Ainsi, la photo porno se prête-t-elle à ce qu'on pourrait appeler un voyeurisme modéré. Sous sa forme intense, le voyeurisme est une perversion qui exclut préalablement certaines modalités du tact, en particulier du contact, et du regard réciproque. Mail il y a un voyeurisme moins exigeant, qui en fait n'exclut rien, et trouve commode parfois de s'en tenir à la vue, de faire fonctionner le couple oeil-cerveau comme s'il était un tact et un contact à distance, ainsi que cela arrive souvent aux habitants des villes. A côté d'une photographie véritable, qu'on trouve dans les libellés spécialisés, la photographie a donc surtout développé une image badine, celle de Play Boy, Penthouse, Lui, c'est à dire des images ni sexuelles, ni perverses, ni obscènes, ni pornographiques, mais timidement érotiques. A moins qu'on préfère dire les choses autrement. La société actuelle, scientifique et technologique, est particulièrement peu perverse. La photographie, par les transpositions où elle excelle, par son absence de substantialité, compterait alors parmi ses fonctions sociales celle d'être le dernier refuge de la perversion, moteur culturel important. Et sous la forme désamorcée qui nous convient: perversion passive, perversion à blanc.

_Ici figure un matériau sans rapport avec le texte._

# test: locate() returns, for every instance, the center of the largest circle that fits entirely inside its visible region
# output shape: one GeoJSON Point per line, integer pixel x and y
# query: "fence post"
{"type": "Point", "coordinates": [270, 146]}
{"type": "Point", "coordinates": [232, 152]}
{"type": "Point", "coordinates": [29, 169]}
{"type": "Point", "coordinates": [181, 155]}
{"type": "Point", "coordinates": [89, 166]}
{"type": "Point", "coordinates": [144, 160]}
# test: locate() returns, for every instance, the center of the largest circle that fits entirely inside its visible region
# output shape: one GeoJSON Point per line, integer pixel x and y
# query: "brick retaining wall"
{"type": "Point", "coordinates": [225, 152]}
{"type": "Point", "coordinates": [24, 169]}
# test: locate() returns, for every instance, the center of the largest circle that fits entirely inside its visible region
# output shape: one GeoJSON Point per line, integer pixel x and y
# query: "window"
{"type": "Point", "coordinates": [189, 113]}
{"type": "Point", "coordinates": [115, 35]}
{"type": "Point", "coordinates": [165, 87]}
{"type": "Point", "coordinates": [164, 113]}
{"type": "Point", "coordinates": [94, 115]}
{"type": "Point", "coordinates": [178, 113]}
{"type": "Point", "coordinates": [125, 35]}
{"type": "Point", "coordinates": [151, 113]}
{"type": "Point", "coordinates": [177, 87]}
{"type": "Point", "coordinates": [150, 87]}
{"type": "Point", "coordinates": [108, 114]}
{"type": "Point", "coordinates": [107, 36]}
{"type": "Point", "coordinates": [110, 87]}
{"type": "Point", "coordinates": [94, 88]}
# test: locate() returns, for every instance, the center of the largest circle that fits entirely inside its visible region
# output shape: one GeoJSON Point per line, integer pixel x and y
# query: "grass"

Le reste est affaire de culture. On ne s'étonnera pas que les Occidentaux aient développé un voyeurisme horizontal, par le trou de la serrure, selon une situation chère à Sartre. Les Japonais, au contraire, descendants d'Utamaro, ont scruté les possibilités, violentes ou anodines, du voyeurisme surplombant, celui qui a lieu du plafond de l'alcôve et se cadre par ses poutres.
Henri Van Lier, Philosophie de la photographie, Les cahiers de la photographie, 1983.